Yes, it is common, very common, he says, but what is it?
This is a small co-operative farm six miles north of Stone Town, capital of the island of Zanzibar, East Africa. In the predominantly industrial town of BuBuBu, a collective of peasant folk eke out an existence by selling their fruits and spices. It’s a tough, competitive business and relies heavily on the purchasing power of neighbours and the casual curiosity of tourists.
There is no shortage of these intoxicating condiments. They grow in abundance: dill and fennel and ginger, lavender and liquorice, nutmeg and neem, and saffron, the one that slipped past my senses — silly me.
We lunch 10 miles further up, in Mangapwani at The Serena Beach Club, backed by coconut palms, fronted by secluded white sandy beaches and rocky coves, looking out over an expanse of translucent turquoise ocean where dolphins arc, turtles potter and curtains of fish drift among rainbow coral gardens. Is this the ultimate island paradise, I ponder.
There is much to do for the holiday-maker or honeymooner: swimming, snorkeling, kayaking, diving, dhow (that Arabic-like boat) trips and nature trails plus visits to the brooding caverns of the Mangapwani Slave Caves where the kidnapped were hidden after the abolishment of slavery made their shipment illegal, only to be smuggled down to the waiting ships at the dead of night.
Lunch is billfish, lobster, shrimp and curried peppers and potatoes, charcoaled in their jackets, and chapati bread. Fruit is in fine supply, paw-paws and mangoes, washed down with chai, the local tea served sweet in small glasses, and bottles of Safari, the kick-ass local lager.
Sated, by late afternoon, and still in the high 30s, it is time to head to Stone Town and settle in for the night in the colonial splendour of The Serena Inn.
It is an exotic romance of sorts that increasingly draws visitors to Zanzibar. Last of the great slave colonies and once home to the sultans and conquerors of Arabia, the very name conjures up images of treasure chests, romantic dinners in perfumed court- yards and those dhows with their billowing sails, one of which I capture magnificently against a fierce and fiery setting sun.
Birthplace of Freddie Mercury, Zanzibar — or Unguju in Swahili, the Arabic-derived language of the ethnic peoples of East Africa — is one of an archipelago or cluster of islands off Tanzania (and part of that country since soon after independence in the 1960s) that left the explorer David Livingstone “mes- merised’’ 100 years before that, and today has me and my fellow travellers soundly seduced, as if by the wiles of a wanton woman.
Unquestionably the best hotel in the capital, the Serena Inn is a pervading property set in two historic seafront buildings that have been respectfully restored into what is now Zanzibar’s only member of the ‘Small Luxury Hotels of the World’ group.
The hotel has a prime location at the end of Shangani Street, less than five minutes meander from the heart of Stone Town.

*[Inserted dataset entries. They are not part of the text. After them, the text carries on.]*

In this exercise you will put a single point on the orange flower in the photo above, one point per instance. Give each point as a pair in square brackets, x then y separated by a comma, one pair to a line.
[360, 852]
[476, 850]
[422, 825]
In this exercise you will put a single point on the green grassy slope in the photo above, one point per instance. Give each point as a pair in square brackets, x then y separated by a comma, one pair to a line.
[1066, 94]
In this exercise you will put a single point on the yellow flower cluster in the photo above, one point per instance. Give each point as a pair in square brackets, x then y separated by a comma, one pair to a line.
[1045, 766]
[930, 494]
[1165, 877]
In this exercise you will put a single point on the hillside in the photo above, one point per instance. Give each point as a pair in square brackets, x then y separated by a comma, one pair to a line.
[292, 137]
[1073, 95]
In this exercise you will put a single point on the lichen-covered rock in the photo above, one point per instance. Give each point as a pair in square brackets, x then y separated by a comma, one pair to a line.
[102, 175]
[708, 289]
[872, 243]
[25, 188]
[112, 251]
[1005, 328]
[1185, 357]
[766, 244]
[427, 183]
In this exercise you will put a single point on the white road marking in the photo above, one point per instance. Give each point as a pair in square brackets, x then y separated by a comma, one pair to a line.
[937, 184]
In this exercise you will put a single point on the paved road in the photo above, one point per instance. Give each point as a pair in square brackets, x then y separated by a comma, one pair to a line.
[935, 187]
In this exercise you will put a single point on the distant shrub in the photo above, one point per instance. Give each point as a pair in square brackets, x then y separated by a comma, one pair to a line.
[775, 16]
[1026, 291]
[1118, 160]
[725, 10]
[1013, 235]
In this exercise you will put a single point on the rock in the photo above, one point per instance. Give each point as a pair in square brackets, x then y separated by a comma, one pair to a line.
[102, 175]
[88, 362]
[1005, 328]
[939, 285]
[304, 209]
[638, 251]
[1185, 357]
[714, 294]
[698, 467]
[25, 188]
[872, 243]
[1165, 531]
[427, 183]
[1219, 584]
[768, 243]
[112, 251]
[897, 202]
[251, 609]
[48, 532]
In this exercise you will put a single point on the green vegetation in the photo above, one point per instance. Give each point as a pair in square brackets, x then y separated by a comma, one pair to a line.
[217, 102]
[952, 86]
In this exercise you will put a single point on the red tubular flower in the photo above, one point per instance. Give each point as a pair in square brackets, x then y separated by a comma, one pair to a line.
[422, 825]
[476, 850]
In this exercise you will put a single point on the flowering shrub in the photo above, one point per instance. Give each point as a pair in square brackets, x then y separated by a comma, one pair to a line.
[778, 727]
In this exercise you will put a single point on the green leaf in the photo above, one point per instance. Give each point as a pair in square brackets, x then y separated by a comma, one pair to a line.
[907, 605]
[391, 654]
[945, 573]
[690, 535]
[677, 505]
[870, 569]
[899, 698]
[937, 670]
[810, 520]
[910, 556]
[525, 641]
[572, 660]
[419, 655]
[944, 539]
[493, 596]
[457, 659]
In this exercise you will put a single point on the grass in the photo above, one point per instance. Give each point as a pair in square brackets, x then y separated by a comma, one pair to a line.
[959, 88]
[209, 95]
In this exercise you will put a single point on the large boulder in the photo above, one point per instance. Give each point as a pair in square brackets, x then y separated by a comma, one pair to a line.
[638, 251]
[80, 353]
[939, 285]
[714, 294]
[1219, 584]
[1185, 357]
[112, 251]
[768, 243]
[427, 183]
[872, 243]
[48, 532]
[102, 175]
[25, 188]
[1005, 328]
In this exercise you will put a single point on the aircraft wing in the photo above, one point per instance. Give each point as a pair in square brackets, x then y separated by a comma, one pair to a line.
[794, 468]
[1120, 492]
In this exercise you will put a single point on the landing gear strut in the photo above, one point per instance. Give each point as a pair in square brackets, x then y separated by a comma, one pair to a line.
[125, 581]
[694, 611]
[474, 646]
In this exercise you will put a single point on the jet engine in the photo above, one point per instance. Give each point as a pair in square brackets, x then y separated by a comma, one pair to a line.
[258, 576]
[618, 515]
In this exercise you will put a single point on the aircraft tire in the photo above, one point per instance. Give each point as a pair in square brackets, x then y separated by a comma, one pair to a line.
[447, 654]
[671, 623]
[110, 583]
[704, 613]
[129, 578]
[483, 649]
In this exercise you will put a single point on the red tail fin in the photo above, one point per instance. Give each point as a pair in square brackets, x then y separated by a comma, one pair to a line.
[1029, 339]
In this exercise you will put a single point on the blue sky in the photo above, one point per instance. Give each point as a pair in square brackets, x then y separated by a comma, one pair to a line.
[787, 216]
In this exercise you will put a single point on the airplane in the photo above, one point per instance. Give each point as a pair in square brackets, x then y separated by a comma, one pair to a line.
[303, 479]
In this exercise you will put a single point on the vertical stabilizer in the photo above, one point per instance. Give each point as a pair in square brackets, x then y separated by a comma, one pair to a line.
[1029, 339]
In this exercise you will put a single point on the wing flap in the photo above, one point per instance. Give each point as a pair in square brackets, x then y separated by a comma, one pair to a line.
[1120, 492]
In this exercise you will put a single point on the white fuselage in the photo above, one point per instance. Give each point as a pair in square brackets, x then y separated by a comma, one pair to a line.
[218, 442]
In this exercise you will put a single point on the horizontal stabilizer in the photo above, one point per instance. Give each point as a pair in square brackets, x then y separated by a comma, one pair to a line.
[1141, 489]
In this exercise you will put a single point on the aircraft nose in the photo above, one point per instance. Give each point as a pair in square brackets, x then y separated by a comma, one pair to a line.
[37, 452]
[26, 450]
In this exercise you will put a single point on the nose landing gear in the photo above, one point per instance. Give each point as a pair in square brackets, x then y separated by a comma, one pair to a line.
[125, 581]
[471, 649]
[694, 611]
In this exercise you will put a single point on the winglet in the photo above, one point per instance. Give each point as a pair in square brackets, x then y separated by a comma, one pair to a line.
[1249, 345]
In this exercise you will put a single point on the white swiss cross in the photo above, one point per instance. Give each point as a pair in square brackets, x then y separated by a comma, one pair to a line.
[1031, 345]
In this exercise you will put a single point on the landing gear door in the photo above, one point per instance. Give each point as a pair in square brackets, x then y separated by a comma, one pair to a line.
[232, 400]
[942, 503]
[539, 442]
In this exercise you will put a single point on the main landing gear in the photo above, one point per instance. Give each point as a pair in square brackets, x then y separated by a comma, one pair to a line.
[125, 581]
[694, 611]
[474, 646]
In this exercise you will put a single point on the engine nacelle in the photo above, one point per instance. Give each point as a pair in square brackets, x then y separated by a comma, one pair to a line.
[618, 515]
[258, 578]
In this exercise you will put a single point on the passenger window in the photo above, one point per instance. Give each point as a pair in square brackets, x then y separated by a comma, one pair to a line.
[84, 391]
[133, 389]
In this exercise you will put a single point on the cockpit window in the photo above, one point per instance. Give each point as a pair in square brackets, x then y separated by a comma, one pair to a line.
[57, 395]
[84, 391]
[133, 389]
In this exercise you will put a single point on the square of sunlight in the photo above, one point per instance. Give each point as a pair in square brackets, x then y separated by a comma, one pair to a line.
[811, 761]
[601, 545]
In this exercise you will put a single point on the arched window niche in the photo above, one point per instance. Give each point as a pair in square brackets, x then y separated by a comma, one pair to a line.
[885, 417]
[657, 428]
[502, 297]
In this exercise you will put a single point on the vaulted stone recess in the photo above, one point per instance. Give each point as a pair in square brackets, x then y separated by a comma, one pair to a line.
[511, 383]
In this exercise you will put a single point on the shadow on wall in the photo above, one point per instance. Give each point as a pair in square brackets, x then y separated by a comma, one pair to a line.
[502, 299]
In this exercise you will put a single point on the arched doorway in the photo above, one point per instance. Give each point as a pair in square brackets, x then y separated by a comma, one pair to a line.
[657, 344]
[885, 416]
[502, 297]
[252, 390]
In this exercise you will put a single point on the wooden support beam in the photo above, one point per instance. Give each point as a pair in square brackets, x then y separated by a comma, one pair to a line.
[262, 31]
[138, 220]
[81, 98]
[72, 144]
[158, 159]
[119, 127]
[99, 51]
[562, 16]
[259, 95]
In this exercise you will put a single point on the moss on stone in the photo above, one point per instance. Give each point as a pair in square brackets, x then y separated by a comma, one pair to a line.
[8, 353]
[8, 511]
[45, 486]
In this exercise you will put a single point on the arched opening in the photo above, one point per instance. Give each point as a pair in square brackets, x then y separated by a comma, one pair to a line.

As well as a very good seafront restaurant, there is a comfortable bar and lounge area and a grand swimming pool overlooking the ocean. There are 51 air-conditioned rooms, colonial in style and all en suite with mini-bars, satellite TV (shame on you), and a balcony, though the giant palms outside of mine sadly obscure a better view.
A walking tour of Stone Town is a must, with its winding, sometimes-cluttered side-streets, hawkers and stall holders and colourful characters, the predominant Muslim influence in dress and etiquette; its rich architecture, the Sultan’s palace, the giant ornate doors of the old Arabian and colonial buildings and the choral chant of those called to prayer in the local mosques.
Silks, perfumes, paintings and local trinkets entice one to entreat for a bargain and I bag one, an antique silver bangle with inlays of opal.
Music and traditional dance and long, iced-cold G&Ts under a starry, balmy sky and dinner and fine wine at Serena — though a better curry, for which the island is renowned, awaits me further up the coast — finds my appetite and senses richly rewarded and by midnight has me sleeping soundly to the light of the moon and the gentle lapping of the Indian Ocean, the bobbing dhows drifting homeward.